Elsperman GA (1976), Letter to the Editor, Operative Dentistry, Vol 1(1) 37.
Dear Sir:
Dentistry with its all-encompassing curriculum has shown great progress and achievement. Continuing Dental Education has filled in the voids of professional minds. The availability of dental knowledge and its application by the dedicated, to apply it clinically from Monday morning to the end of the week, are blessings to mankind. Nevertheless, I must express a major complaint-simply put, the neglect and downgrading of clinical dentistry.

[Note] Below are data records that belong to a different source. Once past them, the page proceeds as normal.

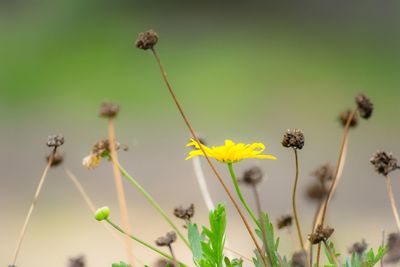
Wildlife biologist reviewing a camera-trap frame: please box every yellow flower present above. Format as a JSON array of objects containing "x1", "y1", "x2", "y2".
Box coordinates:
[
  {"x1": 186, "y1": 139, "x2": 276, "y2": 163},
  {"x1": 82, "y1": 154, "x2": 101, "y2": 170}
]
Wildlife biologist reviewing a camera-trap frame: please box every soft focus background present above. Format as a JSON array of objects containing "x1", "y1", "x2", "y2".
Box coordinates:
[{"x1": 0, "y1": 0, "x2": 400, "y2": 267}]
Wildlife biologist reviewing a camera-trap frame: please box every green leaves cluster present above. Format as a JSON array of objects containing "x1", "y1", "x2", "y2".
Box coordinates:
[{"x1": 188, "y1": 204, "x2": 242, "y2": 267}]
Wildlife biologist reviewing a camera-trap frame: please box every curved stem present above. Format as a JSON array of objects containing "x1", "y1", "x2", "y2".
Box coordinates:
[
  {"x1": 113, "y1": 160, "x2": 190, "y2": 248},
  {"x1": 105, "y1": 218, "x2": 187, "y2": 266},
  {"x1": 151, "y1": 48, "x2": 268, "y2": 266},
  {"x1": 12, "y1": 151, "x2": 57, "y2": 266},
  {"x1": 228, "y1": 163, "x2": 260, "y2": 226},
  {"x1": 385, "y1": 176, "x2": 400, "y2": 231},
  {"x1": 108, "y1": 118, "x2": 134, "y2": 265},
  {"x1": 292, "y1": 148, "x2": 304, "y2": 250}
]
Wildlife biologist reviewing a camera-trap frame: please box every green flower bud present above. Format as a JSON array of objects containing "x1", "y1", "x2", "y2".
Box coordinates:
[{"x1": 94, "y1": 206, "x2": 110, "y2": 221}]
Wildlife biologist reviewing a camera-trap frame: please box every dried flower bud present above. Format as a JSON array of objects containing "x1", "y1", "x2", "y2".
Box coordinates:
[
  {"x1": 99, "y1": 102, "x2": 119, "y2": 118},
  {"x1": 384, "y1": 233, "x2": 400, "y2": 263},
  {"x1": 94, "y1": 206, "x2": 110, "y2": 221},
  {"x1": 292, "y1": 251, "x2": 308, "y2": 267},
  {"x1": 68, "y1": 256, "x2": 86, "y2": 267},
  {"x1": 276, "y1": 215, "x2": 293, "y2": 229},
  {"x1": 46, "y1": 134, "x2": 64, "y2": 147},
  {"x1": 135, "y1": 30, "x2": 158, "y2": 50},
  {"x1": 239, "y1": 166, "x2": 264, "y2": 186},
  {"x1": 356, "y1": 93, "x2": 374, "y2": 119},
  {"x1": 306, "y1": 182, "x2": 328, "y2": 201},
  {"x1": 156, "y1": 231, "x2": 176, "y2": 247},
  {"x1": 369, "y1": 151, "x2": 398, "y2": 176},
  {"x1": 308, "y1": 224, "x2": 335, "y2": 245},
  {"x1": 349, "y1": 239, "x2": 368, "y2": 255},
  {"x1": 46, "y1": 151, "x2": 64, "y2": 167},
  {"x1": 155, "y1": 259, "x2": 176, "y2": 267},
  {"x1": 174, "y1": 204, "x2": 194, "y2": 222},
  {"x1": 339, "y1": 110, "x2": 358, "y2": 127},
  {"x1": 282, "y1": 129, "x2": 304, "y2": 149},
  {"x1": 311, "y1": 163, "x2": 333, "y2": 183}
]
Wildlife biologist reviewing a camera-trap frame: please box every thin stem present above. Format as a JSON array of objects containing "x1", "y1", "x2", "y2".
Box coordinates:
[
  {"x1": 228, "y1": 163, "x2": 260, "y2": 225},
  {"x1": 12, "y1": 147, "x2": 57, "y2": 266},
  {"x1": 116, "y1": 159, "x2": 190, "y2": 248},
  {"x1": 151, "y1": 48, "x2": 268, "y2": 266},
  {"x1": 292, "y1": 148, "x2": 305, "y2": 250},
  {"x1": 385, "y1": 176, "x2": 400, "y2": 231},
  {"x1": 105, "y1": 218, "x2": 187, "y2": 266},
  {"x1": 314, "y1": 109, "x2": 357, "y2": 266},
  {"x1": 108, "y1": 118, "x2": 134, "y2": 264},
  {"x1": 322, "y1": 240, "x2": 341, "y2": 267}
]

The progress in dental teaching and dental learning has been a succession of trends. Unfortunately, trends do not permit an orderly balance in dental progress. A more recent trend seems to be an emphasis on group practice, community dentistry, many auxiliaries, the care of the masses, and so forth. The care of the masses is indeed important, but the dental welfare of the masses can come only from men who are clinically well trained and skillful in every aspect of dentistry. It would seem to me a paradox that the source of the early training of our young dentists (dental schools) is also the source of those educators and programs that cause the resultant downgrading of accepted fundamental procedures that should and must be t-aught. This type of educator has been dominating the podiums of dental classrooms, is predominant in professional literature, and otherwise occupies a perch on “Cloud Nine.” These educators are researching deeply into taking care of the masses without clinical excellence. They assume that auxiliary help and an intellectual wand will provide dentally healthy mouths. These speculations have provided reams of rhetoric with subsequent brainwashing of our young student until, I fear, he may lose sight of the goals of excellence and skill and the deep pride that comes with the possession of these skills.
Let me turn to a pleasant subject, an antidote for some of these problems. The journal Operative Dentistry is a brilliant new gift to us who place clinical restorative dentistry first and foremost. I believe that there has never been a greater need for published articles that thrill and impart knowledge and urge us toward excellence.
Having known for many years the editor and his associate editors to be outstanding teachers, writers, and authors as well as clinical dentists, I look forward to a fine journal.